Cependant, des analyses informatiques basées sur l’apprentissage automatique ont pu identifier des modèles dans le mouvement collectif des atomes dans la molécule complexe. « C’est comme lorsqu’une main bouge : là aussi, on ne regarde pas chaque atome individuellement, mais leur mouvement collectif », explique Santra. Contrairement à une main, où les possibilités de mouvement collectif sont évidentes, ces options ne sont pas aussi faciles à identifier dans les atomes d’une molécule. Cependant, en utilisant cette technique, l’ordinateur a pu réduire les dimensions d’environ 6000 à quatre. En démontrant cette nouvelle méthode, l’équipe de Santra a également pu caractériser pour la première fois une intersection conique d’états quantiques dans une molécule complexe composée de milliers d’atomes.

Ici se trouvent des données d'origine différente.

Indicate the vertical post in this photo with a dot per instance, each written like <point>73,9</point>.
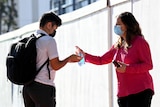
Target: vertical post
<point>110,69</point>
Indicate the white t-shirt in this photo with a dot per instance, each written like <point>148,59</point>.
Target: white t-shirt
<point>46,48</point>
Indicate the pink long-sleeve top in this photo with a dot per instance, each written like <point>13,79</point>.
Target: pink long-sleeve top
<point>138,59</point>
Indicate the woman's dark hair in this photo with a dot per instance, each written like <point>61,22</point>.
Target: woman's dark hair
<point>50,17</point>
<point>132,26</point>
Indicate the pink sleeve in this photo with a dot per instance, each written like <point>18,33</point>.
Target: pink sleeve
<point>100,60</point>
<point>144,63</point>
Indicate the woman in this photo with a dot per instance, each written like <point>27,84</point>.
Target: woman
<point>133,61</point>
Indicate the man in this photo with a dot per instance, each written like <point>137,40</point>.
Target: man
<point>41,92</point>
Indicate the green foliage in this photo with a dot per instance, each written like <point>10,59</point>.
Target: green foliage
<point>8,15</point>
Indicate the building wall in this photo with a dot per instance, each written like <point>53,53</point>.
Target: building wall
<point>91,28</point>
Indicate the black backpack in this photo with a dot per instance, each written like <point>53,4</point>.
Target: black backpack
<point>21,61</point>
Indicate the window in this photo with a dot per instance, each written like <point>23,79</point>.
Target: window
<point>66,6</point>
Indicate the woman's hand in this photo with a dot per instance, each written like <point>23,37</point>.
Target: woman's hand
<point>122,67</point>
<point>79,50</point>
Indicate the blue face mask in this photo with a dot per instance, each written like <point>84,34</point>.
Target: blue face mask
<point>118,30</point>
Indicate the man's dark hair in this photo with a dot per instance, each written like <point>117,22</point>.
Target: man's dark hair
<point>50,17</point>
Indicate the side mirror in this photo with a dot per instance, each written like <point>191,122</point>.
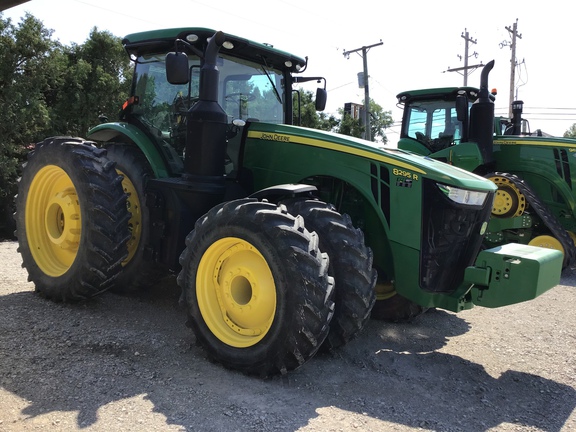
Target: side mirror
<point>177,68</point>
<point>462,108</point>
<point>321,97</point>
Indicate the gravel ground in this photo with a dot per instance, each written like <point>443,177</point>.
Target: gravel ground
<point>128,363</point>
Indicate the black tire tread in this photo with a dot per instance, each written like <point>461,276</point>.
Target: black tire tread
<point>350,265</point>
<point>298,333</point>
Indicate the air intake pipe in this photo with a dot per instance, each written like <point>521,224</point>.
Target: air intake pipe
<point>482,119</point>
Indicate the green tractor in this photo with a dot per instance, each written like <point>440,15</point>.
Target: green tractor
<point>535,203</point>
<point>285,240</point>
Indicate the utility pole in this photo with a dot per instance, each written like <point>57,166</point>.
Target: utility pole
<point>364,55</point>
<point>515,34</point>
<point>466,37</point>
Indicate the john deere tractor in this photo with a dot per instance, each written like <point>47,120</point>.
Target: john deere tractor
<point>285,239</point>
<point>535,202</point>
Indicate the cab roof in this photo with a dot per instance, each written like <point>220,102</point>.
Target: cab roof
<point>163,40</point>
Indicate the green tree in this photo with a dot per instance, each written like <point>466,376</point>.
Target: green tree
<point>571,133</point>
<point>25,68</point>
<point>93,81</point>
<point>48,89</point>
<point>379,121</point>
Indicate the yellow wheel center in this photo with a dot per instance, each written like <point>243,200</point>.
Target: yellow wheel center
<point>236,292</point>
<point>135,222</point>
<point>62,220</point>
<point>547,241</point>
<point>53,220</point>
<point>508,200</point>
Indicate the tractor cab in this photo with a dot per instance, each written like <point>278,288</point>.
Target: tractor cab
<point>253,84</point>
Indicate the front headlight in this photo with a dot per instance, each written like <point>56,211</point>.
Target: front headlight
<point>463,196</point>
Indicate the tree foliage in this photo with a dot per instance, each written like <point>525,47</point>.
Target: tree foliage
<point>49,89</point>
<point>308,116</point>
<point>571,133</point>
<point>379,121</point>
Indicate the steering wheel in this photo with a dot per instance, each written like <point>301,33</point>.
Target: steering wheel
<point>240,97</point>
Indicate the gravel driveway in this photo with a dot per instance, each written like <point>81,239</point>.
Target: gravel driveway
<point>128,363</point>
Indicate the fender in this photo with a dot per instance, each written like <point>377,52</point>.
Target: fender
<point>107,132</point>
<point>274,193</point>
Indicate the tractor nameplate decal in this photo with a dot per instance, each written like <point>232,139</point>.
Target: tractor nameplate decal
<point>295,139</point>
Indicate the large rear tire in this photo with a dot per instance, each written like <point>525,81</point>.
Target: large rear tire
<point>350,266</point>
<point>137,272</point>
<point>72,221</point>
<point>257,288</point>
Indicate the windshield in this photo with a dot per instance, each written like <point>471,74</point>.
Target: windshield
<point>247,91</point>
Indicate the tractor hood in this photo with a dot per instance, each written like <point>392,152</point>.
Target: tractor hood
<point>405,162</point>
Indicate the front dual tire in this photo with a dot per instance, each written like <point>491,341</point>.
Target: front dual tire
<point>257,288</point>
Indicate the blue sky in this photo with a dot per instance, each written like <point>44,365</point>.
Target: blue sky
<point>421,41</point>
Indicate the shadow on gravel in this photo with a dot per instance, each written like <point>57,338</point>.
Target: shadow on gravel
<point>79,358</point>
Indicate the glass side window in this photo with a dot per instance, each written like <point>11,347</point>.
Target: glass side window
<point>247,91</point>
<point>434,124</point>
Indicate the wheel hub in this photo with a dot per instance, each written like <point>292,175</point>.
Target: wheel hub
<point>62,220</point>
<point>236,292</point>
<point>508,200</point>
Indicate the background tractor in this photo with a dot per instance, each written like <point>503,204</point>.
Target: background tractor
<point>285,239</point>
<point>535,202</point>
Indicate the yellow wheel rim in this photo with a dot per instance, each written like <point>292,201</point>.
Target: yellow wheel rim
<point>384,291</point>
<point>135,222</point>
<point>547,242</point>
<point>53,220</point>
<point>508,201</point>
<point>236,292</point>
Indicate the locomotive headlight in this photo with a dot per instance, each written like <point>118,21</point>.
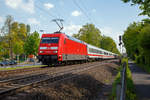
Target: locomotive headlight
<point>43,47</point>
<point>54,48</point>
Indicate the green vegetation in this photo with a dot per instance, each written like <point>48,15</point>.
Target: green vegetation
<point>15,38</point>
<point>130,89</point>
<point>144,5</point>
<point>92,35</point>
<point>136,39</point>
<point>20,67</point>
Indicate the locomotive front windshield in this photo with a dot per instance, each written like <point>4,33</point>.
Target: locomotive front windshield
<point>50,40</point>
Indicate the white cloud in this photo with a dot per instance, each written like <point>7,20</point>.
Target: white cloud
<point>93,10</point>
<point>108,31</point>
<point>72,29</point>
<point>27,6</point>
<point>1,19</point>
<point>33,21</point>
<point>48,6</point>
<point>76,13</point>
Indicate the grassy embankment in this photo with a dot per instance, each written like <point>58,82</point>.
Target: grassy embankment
<point>130,89</point>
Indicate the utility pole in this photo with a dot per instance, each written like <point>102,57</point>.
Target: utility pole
<point>120,42</point>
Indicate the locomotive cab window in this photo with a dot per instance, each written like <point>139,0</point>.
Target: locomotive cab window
<point>50,40</point>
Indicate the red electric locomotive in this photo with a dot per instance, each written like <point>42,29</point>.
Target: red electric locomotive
<point>58,47</point>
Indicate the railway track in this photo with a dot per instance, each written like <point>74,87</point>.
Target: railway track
<point>9,86</point>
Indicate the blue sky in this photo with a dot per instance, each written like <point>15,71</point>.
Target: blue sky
<point>111,16</point>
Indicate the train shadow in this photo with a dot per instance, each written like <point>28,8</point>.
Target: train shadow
<point>81,87</point>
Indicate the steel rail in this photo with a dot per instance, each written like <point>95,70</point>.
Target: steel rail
<point>38,79</point>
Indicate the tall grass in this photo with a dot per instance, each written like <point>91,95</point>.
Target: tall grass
<point>130,89</point>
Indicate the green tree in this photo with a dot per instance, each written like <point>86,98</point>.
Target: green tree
<point>136,39</point>
<point>89,34</point>
<point>6,30</point>
<point>144,42</point>
<point>144,5</point>
<point>32,43</point>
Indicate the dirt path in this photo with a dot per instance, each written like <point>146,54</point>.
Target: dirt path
<point>141,81</point>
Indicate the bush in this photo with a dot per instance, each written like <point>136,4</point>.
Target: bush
<point>130,89</point>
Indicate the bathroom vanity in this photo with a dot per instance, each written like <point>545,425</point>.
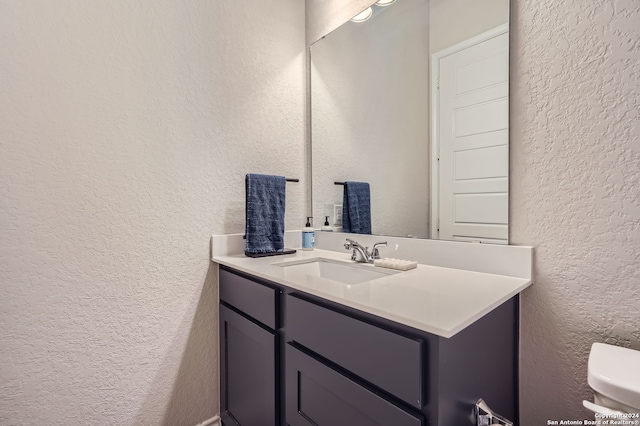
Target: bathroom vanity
<point>419,347</point>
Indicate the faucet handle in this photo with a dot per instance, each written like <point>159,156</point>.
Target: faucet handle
<point>375,253</point>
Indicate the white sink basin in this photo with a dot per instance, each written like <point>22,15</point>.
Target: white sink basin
<point>335,270</point>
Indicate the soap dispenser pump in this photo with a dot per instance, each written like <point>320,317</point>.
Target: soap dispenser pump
<point>326,227</point>
<point>308,235</point>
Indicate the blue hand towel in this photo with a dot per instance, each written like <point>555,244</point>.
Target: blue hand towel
<point>356,208</point>
<point>265,213</point>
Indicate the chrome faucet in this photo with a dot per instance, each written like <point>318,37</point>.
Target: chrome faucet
<point>361,254</point>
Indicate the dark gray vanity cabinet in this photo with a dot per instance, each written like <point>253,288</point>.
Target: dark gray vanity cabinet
<point>332,365</point>
<point>249,352</point>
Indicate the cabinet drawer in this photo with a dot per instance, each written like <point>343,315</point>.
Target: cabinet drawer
<point>318,395</point>
<point>256,300</point>
<point>249,387</point>
<point>393,362</point>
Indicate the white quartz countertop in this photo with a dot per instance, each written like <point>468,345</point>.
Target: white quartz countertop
<point>435,299</point>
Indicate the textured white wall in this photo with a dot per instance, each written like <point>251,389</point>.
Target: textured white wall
<point>126,128</point>
<point>370,120</point>
<point>454,21</point>
<point>575,190</point>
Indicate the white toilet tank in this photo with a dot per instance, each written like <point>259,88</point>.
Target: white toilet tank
<point>614,376</point>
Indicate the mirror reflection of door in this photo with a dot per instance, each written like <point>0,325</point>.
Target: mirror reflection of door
<point>471,113</point>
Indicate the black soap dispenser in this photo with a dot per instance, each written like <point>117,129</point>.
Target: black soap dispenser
<point>308,236</point>
<point>326,227</point>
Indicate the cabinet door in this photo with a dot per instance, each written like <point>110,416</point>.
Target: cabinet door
<point>248,353</point>
<point>320,396</point>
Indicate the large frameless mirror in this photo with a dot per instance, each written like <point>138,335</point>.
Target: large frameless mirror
<point>414,101</point>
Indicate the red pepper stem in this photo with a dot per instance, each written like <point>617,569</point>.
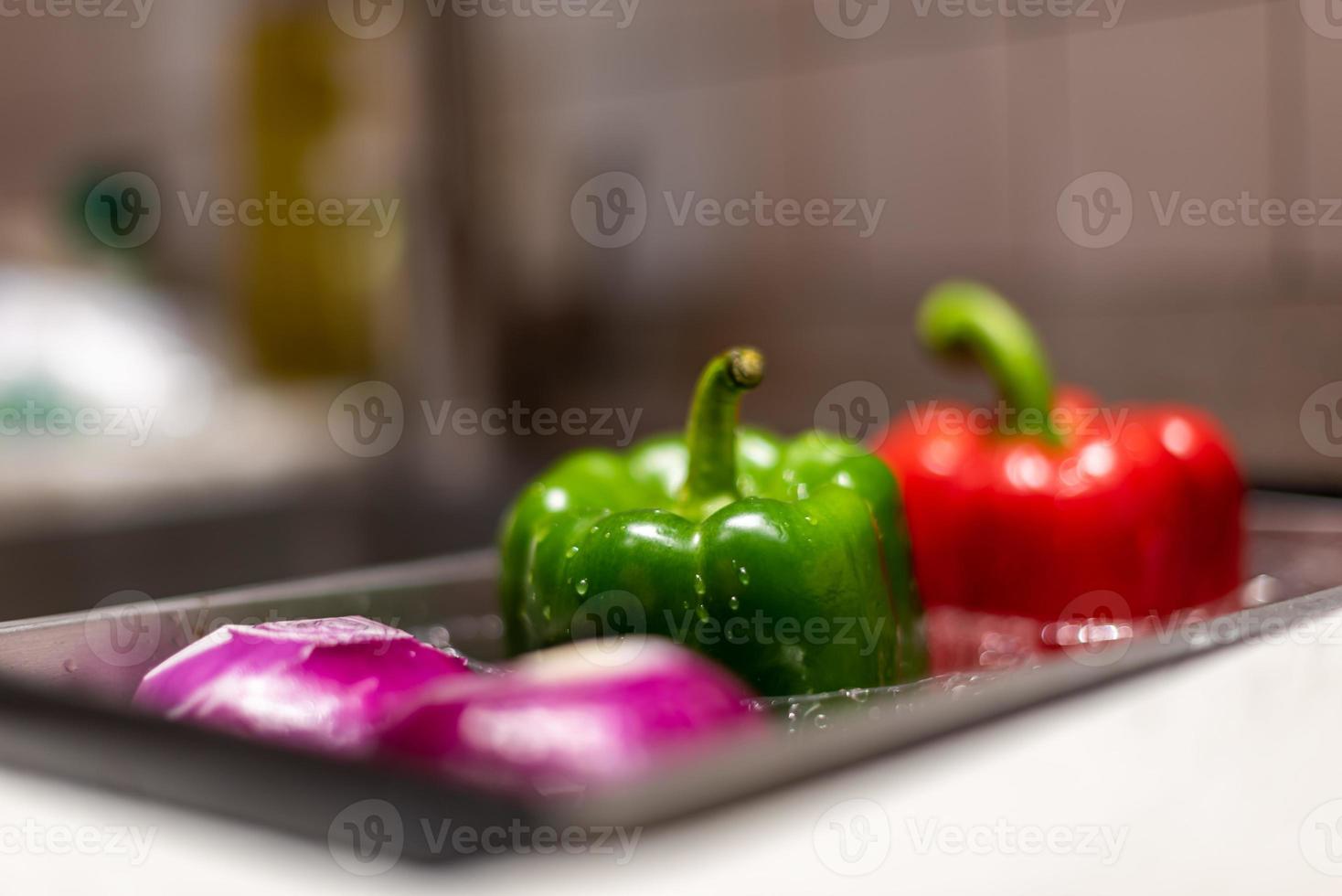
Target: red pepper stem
<point>969,316</point>
<point>711,430</point>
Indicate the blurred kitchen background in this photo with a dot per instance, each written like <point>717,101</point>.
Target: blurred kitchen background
<point>481,132</point>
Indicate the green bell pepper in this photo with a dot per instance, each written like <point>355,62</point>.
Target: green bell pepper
<point>785,560</point>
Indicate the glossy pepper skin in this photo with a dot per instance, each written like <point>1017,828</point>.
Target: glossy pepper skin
<point>1090,503</point>
<point>785,560</point>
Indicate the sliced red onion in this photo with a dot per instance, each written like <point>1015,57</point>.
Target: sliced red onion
<point>325,684</point>
<point>559,722</point>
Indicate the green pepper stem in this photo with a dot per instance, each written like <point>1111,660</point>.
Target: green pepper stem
<point>711,430</point>
<point>961,315</point>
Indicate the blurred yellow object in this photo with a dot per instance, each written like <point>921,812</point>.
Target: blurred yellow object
<point>306,289</point>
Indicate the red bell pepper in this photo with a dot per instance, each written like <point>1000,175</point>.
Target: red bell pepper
<point>1049,507</point>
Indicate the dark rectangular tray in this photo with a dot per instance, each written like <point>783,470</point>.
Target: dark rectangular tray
<point>66,683</point>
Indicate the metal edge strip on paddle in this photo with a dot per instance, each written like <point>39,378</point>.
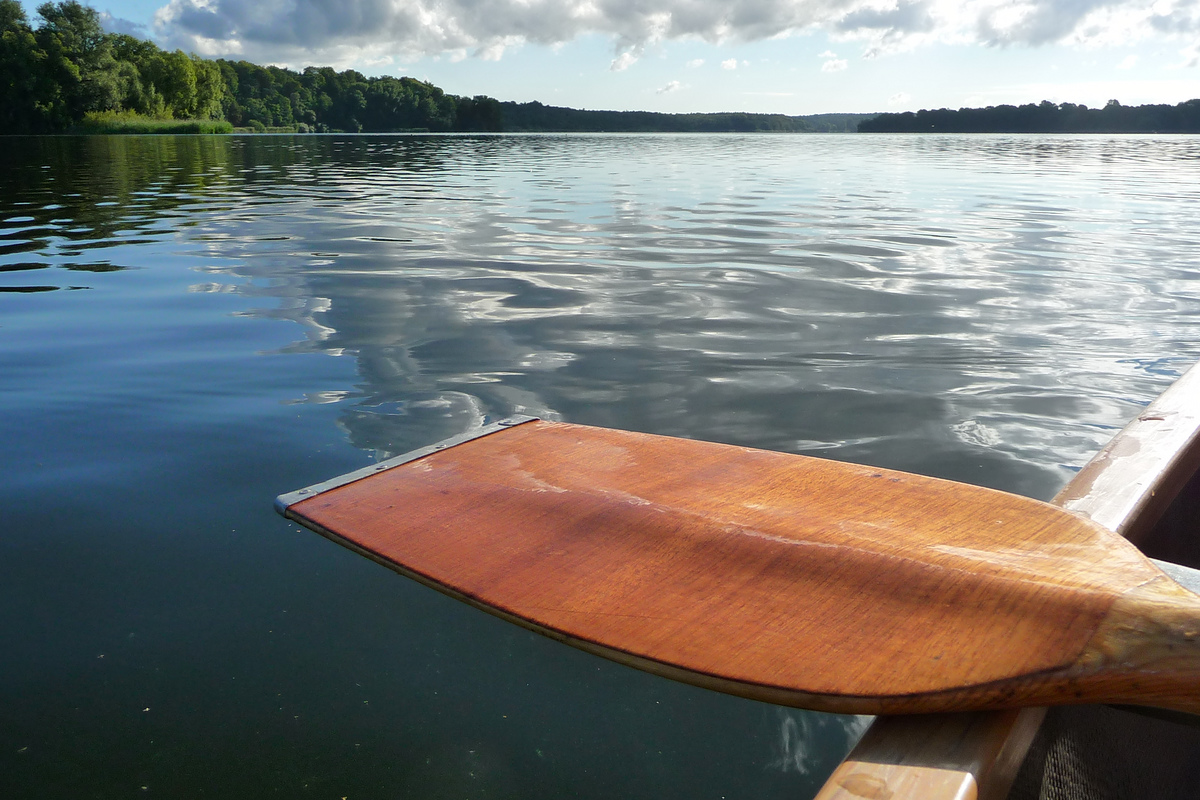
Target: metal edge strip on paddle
<point>285,500</point>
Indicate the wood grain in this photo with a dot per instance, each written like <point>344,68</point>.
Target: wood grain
<point>1126,487</point>
<point>784,578</point>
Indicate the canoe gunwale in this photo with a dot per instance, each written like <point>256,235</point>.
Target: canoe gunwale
<point>1126,487</point>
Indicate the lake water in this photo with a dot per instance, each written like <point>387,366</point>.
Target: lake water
<point>190,326</point>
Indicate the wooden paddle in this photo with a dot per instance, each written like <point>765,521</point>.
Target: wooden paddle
<point>784,578</point>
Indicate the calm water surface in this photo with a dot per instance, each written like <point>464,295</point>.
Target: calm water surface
<point>190,326</point>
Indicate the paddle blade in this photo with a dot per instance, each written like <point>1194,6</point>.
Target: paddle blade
<point>778,577</point>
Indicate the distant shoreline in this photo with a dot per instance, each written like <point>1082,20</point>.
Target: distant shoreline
<point>1043,118</point>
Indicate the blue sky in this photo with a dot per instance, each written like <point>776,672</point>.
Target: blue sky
<point>792,56</point>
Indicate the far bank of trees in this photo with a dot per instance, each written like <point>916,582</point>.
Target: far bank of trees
<point>67,67</point>
<point>1043,118</point>
<point>66,73</point>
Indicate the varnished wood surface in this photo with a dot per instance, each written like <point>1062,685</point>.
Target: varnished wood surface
<point>1145,469</point>
<point>1131,482</point>
<point>967,756</point>
<point>778,577</point>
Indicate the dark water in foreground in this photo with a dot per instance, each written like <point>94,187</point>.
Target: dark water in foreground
<point>190,326</point>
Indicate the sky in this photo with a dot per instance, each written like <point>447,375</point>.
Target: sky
<point>790,56</point>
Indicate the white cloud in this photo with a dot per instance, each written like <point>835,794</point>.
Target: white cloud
<point>623,61</point>
<point>329,31</point>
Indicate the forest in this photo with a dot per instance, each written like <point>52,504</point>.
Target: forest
<point>1043,118</point>
<point>67,74</point>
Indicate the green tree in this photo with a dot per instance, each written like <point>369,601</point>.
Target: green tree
<point>29,101</point>
<point>79,58</point>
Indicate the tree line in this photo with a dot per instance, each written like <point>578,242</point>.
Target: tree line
<point>53,76</point>
<point>1043,118</point>
<point>66,71</point>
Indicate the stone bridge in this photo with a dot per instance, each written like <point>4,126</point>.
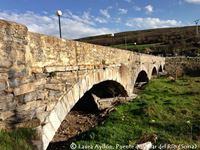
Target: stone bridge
<point>43,77</point>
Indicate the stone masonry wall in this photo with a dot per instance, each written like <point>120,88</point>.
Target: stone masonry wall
<point>179,66</point>
<point>36,70</point>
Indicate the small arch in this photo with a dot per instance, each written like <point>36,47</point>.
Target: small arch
<point>160,69</point>
<point>154,71</point>
<point>142,79</point>
<point>105,89</point>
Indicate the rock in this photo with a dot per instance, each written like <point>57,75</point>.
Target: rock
<point>4,76</point>
<point>30,97</point>
<point>56,87</point>
<point>25,88</point>
<point>33,123</point>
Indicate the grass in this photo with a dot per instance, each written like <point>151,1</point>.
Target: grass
<point>18,139</point>
<point>171,110</point>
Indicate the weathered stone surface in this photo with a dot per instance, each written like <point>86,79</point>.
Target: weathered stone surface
<point>2,85</point>
<point>5,115</point>
<point>56,87</point>
<point>30,97</point>
<point>26,88</point>
<point>29,87</point>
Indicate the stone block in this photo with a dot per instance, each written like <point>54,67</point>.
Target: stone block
<point>5,115</point>
<point>25,88</point>
<point>60,111</point>
<point>56,87</point>
<point>36,70</point>
<point>55,68</point>
<point>70,99</point>
<point>54,120</point>
<point>29,87</point>
<point>50,105</point>
<point>48,130</point>
<point>30,97</point>
<point>45,141</point>
<point>4,76</point>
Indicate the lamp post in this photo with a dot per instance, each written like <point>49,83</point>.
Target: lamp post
<point>125,42</point>
<point>197,30</point>
<point>59,14</point>
<point>112,35</point>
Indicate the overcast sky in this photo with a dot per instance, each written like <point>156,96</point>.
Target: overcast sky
<point>82,18</point>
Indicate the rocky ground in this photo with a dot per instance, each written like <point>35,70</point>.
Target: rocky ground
<point>76,122</point>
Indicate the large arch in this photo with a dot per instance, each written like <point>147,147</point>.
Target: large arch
<point>142,77</point>
<point>101,77</point>
<point>105,89</point>
<point>154,71</point>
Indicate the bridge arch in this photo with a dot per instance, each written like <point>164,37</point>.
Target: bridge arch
<point>105,89</point>
<point>142,77</point>
<point>110,77</point>
<point>154,71</point>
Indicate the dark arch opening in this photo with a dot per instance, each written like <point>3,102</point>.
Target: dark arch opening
<point>105,89</point>
<point>154,72</point>
<point>142,79</point>
<point>160,69</point>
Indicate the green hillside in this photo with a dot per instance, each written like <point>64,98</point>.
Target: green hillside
<point>163,41</point>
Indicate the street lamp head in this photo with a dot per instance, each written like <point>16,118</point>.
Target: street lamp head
<point>59,13</point>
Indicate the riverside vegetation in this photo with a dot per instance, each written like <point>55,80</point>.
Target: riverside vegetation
<point>171,110</point>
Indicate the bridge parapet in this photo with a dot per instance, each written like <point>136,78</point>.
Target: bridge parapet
<point>39,72</point>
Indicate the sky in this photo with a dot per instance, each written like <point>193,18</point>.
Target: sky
<point>82,18</point>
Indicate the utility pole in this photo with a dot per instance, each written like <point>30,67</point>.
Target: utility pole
<point>197,30</point>
<point>59,14</point>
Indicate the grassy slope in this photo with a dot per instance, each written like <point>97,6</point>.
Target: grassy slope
<point>171,105</point>
<point>16,140</point>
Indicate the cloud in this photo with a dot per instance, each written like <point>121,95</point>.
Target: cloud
<point>146,23</point>
<point>148,8</point>
<point>122,11</point>
<point>101,20</point>
<point>73,26</point>
<point>193,1</point>
<point>105,12</point>
<point>137,8</point>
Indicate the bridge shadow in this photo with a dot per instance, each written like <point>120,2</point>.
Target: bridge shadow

Le calcul détaillé montre comment cette intersection conique se forme dans un espace à quatre dimensions et comment la protéine jaune photoactive la traverse pour revenir à son état initial après avoir été excitée par la lumière. Les scientifiques peuvent désormais décrire ce processus par pas de quelques dizaines de femtosecondes (quadrillionièmes de seconde) et ainsi faire progresser la compréhension des processus photoactifs. « En conséquence, la physique quantique fournit de nouvelles connaissances sur un système biologique, et la biologie fournit de nouvelles idées pour la méthodologie de la mécanique quantique », déclare Santra, qui est également membre du pôle d’excellence de Hambourg « CUI : Advanced Imaging of Matter » . « Les deux champs se fertilisent mutuellement dans le processus. »

Référence: “Résolution de quelques fs d’une protéine photoactive traversant une intersection conique” par A. Hosseinizadeh, N. Breckwoldt, R. Fung, R. Sepehr, M. Schmidt, P. Schwander, R. Santra et A. Ourmazd, 3 novembre 2021, La nature.